India: Imported ferrous scrap market remained subdued, with poor import viability and cheaper sponge iron and DRI continuing to limit buying interest. A market participants reported, “No import deals over the past two months, reflecting weak demand for imported material.”
Although a 500 t cargo of Brazil-origin HMS 80:20 hand-loaded material was reported at $360/t CFR West Coast, buying interest remained limited as imported scrap continued to struggle against cheaper domestic feedstock. HMS 80:20 offers were heard at $345-355/t CFR Nhava Sheva against bids of $330-340/t CFR, while shredded scrap offers at around $395/t CFR remained well above buyer indications of $370-375/t CFR.
Pakistan: Imported shredded scrap sentiment softened further, with buyers adopting a wait-and-watch approach amid expectations of lower prices following recent geopolitical developments. UK-origin shredded scrap offers were heard at $415-418/t CFR Qasim against bids of $400-405/t, while market participants indicated a workable level around $410/t CFR.
Bangladesh: The imported scrap market remained quiet, with buyers staying cautious amid weak steel demand and rising electricity costs. Buyers targeted around $400/t CFR and largely adopted a wait-and-watch approach, expecting a potential market correction. UK-origin shredded scrap offers were heard at $407-410/t CFR, while HMS 80:20 was available at around $380/t CFR.
Reported transactions included Philippines-origin GI bundles at $340/t CFR Chattogram, Brazil-origin HMS 80:20 at $370/t CFR, and Australia/New Zealand-origin HMS 90:10 at $387/t CFR Chattogram.

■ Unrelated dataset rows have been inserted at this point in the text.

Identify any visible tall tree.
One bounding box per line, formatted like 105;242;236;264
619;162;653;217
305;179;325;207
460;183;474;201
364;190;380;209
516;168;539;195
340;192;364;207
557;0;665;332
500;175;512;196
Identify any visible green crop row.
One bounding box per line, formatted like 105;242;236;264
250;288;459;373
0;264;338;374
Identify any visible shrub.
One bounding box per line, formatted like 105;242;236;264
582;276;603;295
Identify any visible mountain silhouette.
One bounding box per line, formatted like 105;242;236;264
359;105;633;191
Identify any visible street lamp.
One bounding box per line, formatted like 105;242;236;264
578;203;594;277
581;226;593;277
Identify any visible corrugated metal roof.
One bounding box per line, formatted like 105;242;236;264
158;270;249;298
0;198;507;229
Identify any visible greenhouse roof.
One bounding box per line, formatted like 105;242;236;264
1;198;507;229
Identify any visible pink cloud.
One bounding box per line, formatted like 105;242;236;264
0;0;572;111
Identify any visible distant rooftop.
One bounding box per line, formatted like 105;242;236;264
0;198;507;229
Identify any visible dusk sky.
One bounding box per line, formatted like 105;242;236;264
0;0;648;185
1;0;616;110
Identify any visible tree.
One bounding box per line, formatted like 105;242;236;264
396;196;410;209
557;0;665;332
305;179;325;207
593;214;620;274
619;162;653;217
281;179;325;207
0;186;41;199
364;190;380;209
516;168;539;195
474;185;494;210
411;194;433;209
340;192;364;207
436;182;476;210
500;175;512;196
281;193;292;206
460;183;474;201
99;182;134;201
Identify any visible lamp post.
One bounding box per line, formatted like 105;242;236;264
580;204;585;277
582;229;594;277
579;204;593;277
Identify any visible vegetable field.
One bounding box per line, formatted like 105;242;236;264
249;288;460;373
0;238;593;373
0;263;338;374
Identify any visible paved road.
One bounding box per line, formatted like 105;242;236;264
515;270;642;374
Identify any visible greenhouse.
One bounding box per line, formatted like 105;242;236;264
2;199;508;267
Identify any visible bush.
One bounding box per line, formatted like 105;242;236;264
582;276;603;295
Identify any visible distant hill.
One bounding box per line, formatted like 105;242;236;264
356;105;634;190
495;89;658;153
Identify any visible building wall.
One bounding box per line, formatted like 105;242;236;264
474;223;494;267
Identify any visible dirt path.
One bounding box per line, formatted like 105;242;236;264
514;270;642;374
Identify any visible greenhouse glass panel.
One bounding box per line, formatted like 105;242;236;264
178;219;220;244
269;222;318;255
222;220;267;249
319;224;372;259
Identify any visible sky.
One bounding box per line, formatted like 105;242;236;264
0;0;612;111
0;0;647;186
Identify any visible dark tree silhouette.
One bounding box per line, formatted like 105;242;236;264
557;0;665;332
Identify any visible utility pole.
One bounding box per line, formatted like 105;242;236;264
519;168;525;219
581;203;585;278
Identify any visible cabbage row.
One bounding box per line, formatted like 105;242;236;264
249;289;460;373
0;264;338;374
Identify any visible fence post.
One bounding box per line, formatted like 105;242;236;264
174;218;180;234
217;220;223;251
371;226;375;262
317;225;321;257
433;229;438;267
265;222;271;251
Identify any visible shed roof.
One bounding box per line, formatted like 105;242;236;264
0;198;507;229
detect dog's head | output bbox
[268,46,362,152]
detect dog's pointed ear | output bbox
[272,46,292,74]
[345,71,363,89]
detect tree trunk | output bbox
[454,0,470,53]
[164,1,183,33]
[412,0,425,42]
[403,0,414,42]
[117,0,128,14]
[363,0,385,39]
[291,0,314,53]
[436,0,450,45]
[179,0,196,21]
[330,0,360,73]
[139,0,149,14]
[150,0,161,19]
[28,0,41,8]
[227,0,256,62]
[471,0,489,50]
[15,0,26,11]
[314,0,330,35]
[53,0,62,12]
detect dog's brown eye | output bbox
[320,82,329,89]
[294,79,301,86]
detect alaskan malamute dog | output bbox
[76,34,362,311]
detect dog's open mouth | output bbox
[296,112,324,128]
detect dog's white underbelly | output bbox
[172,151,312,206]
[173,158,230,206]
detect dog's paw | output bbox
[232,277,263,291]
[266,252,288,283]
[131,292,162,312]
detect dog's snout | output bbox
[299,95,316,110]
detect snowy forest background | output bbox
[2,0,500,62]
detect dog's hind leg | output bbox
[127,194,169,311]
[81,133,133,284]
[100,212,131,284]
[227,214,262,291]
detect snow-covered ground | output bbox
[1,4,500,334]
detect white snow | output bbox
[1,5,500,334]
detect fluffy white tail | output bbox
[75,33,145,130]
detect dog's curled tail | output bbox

Turkiye: Deep-sea imported scrap market remained soft, with downward pressure persisting amid weak Turkish buying interest and improving competitiveness of Black Sea-origin cargoes. A deal for Europe-origin HMS 80:20 to Turkiye was reportedly concluded at $387/t CFR, indicating lower workable levels in the market. A market participant noted that “UK and Western European exporters remained under pressure to secure sales, with indicative levels heard around $380-383/t CFR. Meanwhile, US-origin HMS 80:20 continued to face resistance below $400/t CFR, as Turkish bids remained in the low $390s while suppliers held firm on offers.”